Wild Things: A world leader in North Conway, New Hampshire

As part of my continuing series on Northeast-based gear companies, I wanted to highlight Wild Things. Based in North Conway, N.H., this small operation has been producing top-of-the-line clothing, packs, and gear for technical mountaineering and cold-weather adventure since 1981. Such luminaries as Arctic explorer Will Steger and legendary alpinist Mark Twight, along with many more serious cold-weather and mountain explorers and guides, use Wild Things equipment on their expeditions.
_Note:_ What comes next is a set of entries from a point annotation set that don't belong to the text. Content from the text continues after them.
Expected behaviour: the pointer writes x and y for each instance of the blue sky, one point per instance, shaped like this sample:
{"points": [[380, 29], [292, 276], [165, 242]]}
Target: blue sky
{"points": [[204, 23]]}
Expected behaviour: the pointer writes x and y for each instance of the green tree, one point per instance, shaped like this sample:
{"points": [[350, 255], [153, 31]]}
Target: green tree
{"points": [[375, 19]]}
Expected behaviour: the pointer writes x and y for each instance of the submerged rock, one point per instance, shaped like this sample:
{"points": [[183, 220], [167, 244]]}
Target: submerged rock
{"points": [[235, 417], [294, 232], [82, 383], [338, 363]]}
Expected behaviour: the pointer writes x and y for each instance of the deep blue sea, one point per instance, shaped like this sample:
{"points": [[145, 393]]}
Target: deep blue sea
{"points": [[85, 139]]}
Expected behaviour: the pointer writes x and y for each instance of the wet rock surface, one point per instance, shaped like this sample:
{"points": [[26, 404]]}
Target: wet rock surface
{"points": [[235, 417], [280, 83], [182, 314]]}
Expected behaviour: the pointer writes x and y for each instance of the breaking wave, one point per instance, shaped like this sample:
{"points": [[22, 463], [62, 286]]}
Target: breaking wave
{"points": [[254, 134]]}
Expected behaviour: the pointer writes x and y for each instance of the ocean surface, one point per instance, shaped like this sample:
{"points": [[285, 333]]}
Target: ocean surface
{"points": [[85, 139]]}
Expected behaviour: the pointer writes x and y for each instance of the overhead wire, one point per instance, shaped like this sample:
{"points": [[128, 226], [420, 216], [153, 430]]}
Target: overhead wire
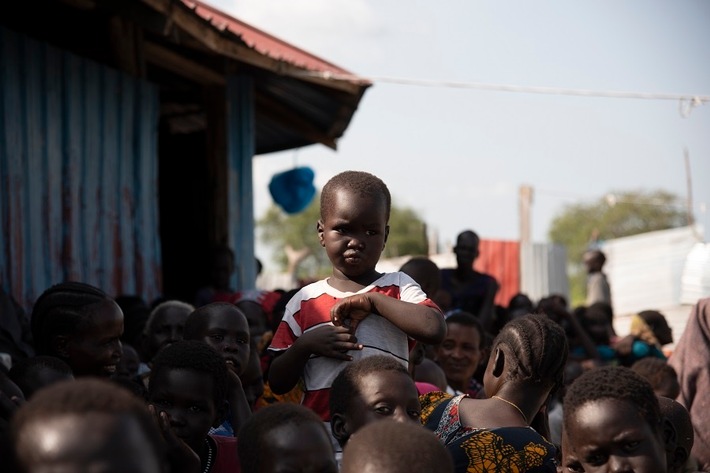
{"points": [[687, 102]]}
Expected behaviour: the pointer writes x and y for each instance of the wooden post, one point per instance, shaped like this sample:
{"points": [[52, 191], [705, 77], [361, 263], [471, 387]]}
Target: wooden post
{"points": [[525, 203]]}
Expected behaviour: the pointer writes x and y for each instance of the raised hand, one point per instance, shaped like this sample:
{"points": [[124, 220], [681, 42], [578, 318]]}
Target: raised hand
{"points": [[330, 341], [350, 311], [181, 457]]}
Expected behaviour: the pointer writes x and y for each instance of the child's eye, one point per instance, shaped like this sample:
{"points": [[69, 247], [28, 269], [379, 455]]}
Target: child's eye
{"points": [[631, 446], [160, 403], [596, 459]]}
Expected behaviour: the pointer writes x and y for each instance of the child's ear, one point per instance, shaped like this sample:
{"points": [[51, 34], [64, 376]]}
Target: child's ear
{"points": [[339, 427], [670, 439], [320, 229], [498, 362], [222, 411], [59, 345]]}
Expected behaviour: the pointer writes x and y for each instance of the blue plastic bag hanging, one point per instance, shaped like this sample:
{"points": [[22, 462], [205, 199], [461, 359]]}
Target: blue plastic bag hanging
{"points": [[293, 190]]}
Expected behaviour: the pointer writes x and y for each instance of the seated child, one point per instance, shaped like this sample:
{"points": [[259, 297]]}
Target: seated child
{"points": [[648, 333], [660, 374], [81, 325], [164, 326], [357, 311], [679, 459], [368, 390], [507, 430], [33, 374], [86, 425], [612, 418], [393, 447], [285, 437], [224, 327], [188, 392], [428, 374]]}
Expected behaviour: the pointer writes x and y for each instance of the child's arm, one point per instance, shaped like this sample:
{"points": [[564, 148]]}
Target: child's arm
{"points": [[421, 322], [239, 410], [326, 340]]}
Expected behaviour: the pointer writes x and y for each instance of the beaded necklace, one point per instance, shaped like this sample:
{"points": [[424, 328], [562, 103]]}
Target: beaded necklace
{"points": [[208, 465]]}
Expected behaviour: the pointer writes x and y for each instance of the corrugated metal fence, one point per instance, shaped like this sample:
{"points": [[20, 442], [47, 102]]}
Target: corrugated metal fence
{"points": [[78, 174]]}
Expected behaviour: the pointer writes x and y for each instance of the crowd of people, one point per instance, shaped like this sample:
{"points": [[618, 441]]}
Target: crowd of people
{"points": [[411, 371]]}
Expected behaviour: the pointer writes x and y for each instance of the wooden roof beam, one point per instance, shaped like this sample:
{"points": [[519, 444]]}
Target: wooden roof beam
{"points": [[293, 120], [174, 62]]}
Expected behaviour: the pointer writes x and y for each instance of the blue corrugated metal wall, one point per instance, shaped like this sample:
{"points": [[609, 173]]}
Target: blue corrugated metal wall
{"points": [[78, 174], [240, 149]]}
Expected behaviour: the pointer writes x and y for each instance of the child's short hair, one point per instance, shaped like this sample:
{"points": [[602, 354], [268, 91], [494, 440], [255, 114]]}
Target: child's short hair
{"points": [[539, 349], [364, 183], [346, 385], [24, 373], [193, 355], [677, 415], [659, 373], [263, 421], [195, 322], [390, 447], [612, 382], [60, 310], [84, 396]]}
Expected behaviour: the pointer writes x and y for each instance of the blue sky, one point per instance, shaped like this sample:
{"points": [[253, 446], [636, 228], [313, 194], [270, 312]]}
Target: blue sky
{"points": [[459, 156]]}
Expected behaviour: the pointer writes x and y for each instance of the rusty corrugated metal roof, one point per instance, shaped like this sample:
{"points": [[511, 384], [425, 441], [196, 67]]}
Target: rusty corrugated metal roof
{"points": [[264, 43]]}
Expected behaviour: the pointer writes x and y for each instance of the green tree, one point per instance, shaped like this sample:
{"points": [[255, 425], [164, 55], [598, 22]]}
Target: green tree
{"points": [[279, 230], [616, 215]]}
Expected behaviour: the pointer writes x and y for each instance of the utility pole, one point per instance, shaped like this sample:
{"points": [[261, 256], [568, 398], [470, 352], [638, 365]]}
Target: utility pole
{"points": [[525, 197]]}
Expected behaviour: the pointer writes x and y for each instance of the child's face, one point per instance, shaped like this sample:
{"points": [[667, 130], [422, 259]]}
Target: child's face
{"points": [[128, 367], [459, 354], [226, 330], [187, 397], [166, 328], [304, 448], [611, 435], [383, 395], [466, 250], [87, 442], [353, 233], [97, 350]]}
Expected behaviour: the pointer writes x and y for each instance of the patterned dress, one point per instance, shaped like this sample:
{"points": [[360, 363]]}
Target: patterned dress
{"points": [[480, 450]]}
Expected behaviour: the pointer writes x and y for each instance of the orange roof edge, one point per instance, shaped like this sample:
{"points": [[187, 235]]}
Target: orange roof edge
{"points": [[266, 44]]}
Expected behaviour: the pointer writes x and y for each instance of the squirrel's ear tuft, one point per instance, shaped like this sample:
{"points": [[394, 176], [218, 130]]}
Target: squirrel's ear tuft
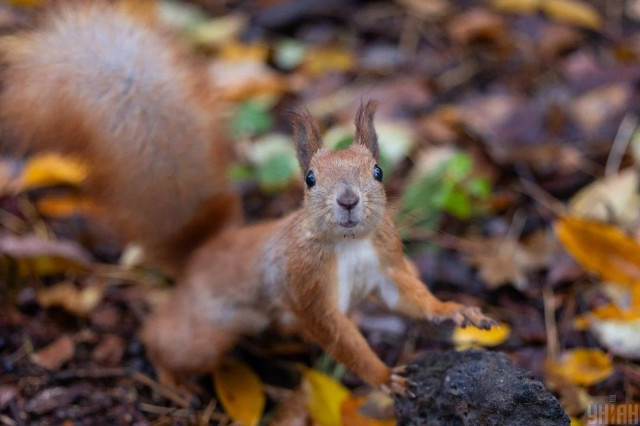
{"points": [[365, 132], [306, 136]]}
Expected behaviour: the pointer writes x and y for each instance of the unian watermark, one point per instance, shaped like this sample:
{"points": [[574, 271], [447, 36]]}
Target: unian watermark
{"points": [[613, 413]]}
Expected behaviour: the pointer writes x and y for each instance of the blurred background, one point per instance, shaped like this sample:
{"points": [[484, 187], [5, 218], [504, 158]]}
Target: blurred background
{"points": [[509, 142]]}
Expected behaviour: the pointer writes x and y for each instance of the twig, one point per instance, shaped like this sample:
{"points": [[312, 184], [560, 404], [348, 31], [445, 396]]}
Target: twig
{"points": [[620, 144]]}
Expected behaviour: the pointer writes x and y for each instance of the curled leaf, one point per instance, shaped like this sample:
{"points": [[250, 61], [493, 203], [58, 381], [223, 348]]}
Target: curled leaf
{"points": [[325, 396], [581, 366], [471, 336], [52, 169], [600, 248], [240, 390]]}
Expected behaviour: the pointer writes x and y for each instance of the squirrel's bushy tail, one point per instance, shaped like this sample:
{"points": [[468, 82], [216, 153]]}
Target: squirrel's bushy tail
{"points": [[97, 83]]}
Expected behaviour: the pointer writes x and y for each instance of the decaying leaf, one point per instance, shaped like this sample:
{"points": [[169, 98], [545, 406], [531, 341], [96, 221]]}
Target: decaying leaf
{"points": [[325, 396], [321, 60], [53, 356], [468, 337], [573, 12], [613, 198], [581, 366], [600, 248], [52, 169], [615, 328], [375, 409], [69, 297], [240, 390]]}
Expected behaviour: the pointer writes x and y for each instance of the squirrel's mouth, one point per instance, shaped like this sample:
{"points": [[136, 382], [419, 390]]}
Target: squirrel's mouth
{"points": [[349, 224]]}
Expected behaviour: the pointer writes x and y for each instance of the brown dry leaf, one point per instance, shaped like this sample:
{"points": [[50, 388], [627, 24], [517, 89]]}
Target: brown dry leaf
{"points": [[109, 351], [240, 390], [61, 207], [325, 396], [526, 7], [375, 409], [237, 51], [28, 3], [613, 198], [66, 295], [325, 59], [468, 337], [600, 248], [596, 107], [240, 80], [53, 356], [581, 366], [572, 12], [478, 24], [615, 328], [52, 169]]}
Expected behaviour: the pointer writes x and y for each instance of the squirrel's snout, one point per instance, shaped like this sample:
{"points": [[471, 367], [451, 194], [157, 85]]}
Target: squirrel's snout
{"points": [[348, 199]]}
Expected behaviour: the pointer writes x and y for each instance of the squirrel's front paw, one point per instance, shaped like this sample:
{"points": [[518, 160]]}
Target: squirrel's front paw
{"points": [[463, 316]]}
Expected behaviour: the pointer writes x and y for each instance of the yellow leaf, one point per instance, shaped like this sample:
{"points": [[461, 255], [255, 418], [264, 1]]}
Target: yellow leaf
{"points": [[145, 10], [351, 413], [583, 367], [27, 3], [240, 390], [600, 248], [52, 169], [324, 397], [236, 51], [572, 12], [473, 336], [327, 59], [526, 7], [61, 207]]}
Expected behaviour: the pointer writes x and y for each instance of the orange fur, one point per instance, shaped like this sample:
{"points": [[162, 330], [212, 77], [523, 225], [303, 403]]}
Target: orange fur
{"points": [[95, 82]]}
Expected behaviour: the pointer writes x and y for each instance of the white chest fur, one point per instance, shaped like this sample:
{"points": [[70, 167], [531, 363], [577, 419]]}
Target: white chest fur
{"points": [[359, 274]]}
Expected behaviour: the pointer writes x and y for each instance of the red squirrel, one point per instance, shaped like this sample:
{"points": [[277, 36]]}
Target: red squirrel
{"points": [[97, 83]]}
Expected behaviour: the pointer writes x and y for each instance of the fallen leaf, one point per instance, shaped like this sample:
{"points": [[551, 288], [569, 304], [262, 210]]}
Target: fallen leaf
{"points": [[53, 356], [582, 366], [324, 397], [61, 207], [613, 198], [240, 390], [325, 59], [52, 169], [241, 80], [468, 337], [614, 328], [109, 351], [69, 297], [355, 410], [526, 7], [572, 12], [600, 248]]}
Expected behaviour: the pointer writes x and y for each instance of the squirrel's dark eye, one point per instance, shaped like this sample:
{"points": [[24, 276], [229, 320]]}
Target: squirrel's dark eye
{"points": [[377, 173], [310, 179]]}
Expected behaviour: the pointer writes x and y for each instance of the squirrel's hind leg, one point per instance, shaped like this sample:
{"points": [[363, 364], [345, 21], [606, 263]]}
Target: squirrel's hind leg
{"points": [[181, 339]]}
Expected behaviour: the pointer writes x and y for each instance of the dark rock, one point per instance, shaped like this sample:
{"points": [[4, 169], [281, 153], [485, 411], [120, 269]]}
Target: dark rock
{"points": [[475, 387]]}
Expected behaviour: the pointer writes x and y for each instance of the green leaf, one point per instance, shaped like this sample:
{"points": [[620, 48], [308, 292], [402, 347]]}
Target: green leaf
{"points": [[458, 204], [276, 172]]}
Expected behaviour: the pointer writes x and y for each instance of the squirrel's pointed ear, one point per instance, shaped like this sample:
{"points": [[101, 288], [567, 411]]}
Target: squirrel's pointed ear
{"points": [[306, 137], [365, 132]]}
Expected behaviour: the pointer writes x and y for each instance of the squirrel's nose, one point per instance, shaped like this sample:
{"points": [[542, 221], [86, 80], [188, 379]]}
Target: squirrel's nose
{"points": [[348, 199]]}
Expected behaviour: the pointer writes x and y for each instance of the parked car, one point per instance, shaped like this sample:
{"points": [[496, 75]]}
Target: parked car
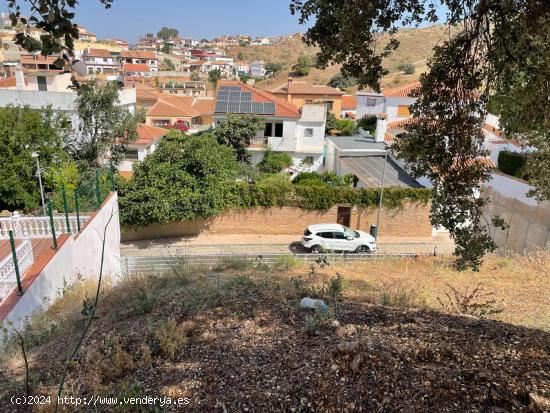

Wild Things works in cooperation with local guides, international explorers, and the U.S. military (Wild Things makes the parka and trousers for the Army's Extended Cold Weather system) to develop and field test equipment. They also manufacture all of their gear in the United States.

I've highlighted some of the more eye-catching pieces of Wild Things gear below, or at least the products I really wish were in my gear locker! Next time you're headed up to the Whites, check out Wild Things gear first-hand at their headquarters and retail store in downtown North Conway. (Here's a map.) Their equipment isn't cheap, but you can rest assured that it's designed to withstand the most severe conditions and abuse in the world.

Spectra Andinista An ultralight technical mountaineering pack (3 pounds, 9 ounces) built from indestructible Spectra fabric. Very cool though spendy ($650); a nylon version is also available (3 pounds, 15 ounces; $360). The Andinista was one of the first products Wild Things produced and has been around for more than two decades as one of alpine mountaineering's go-to packs.

eVent Hardshell Line For their line of waterproof-breathable shells, Wild Things uses eVent, one of the most breathable waterproof fabrics on the market (check out my June 22 post). I am particularly intrigued by their Superlight Alpinist Jacket (16 ounces; $275) and Pants (13 ounces, $240).

Primaloft Insulation Line For their insulated clothing, Wild Things uses Primaloft, an ultra-light, ultra-warm, and ultra-compressible synthetic insulation that handles moisture extremely well (much better than down on any extended cold-weather adventure). I drool over their Nevado Jacket (1 pound, 8 ounces; $250)

PowerStretch Hoody I swear by PowerStretch, a deliciously warm and snug-fitting baselayer fabric that stretches in four directions to give you a great fit for maximum warmth and mobility. It's my go-to base layer for most adventures (and what I wear around town day-to-day under my pants in winter). But none of my PowerStretch tops have a hood, which would be a fabulous addition (10 ounces; $100).

Equipped” is an AMC Outdoors blog, written by Matt Heid.

1 comments:

rsilber said...

Question: Do you know whether you can pack an MSR fuel bottle full of coleman fuel in your pack and check it as luggage on US Airlines?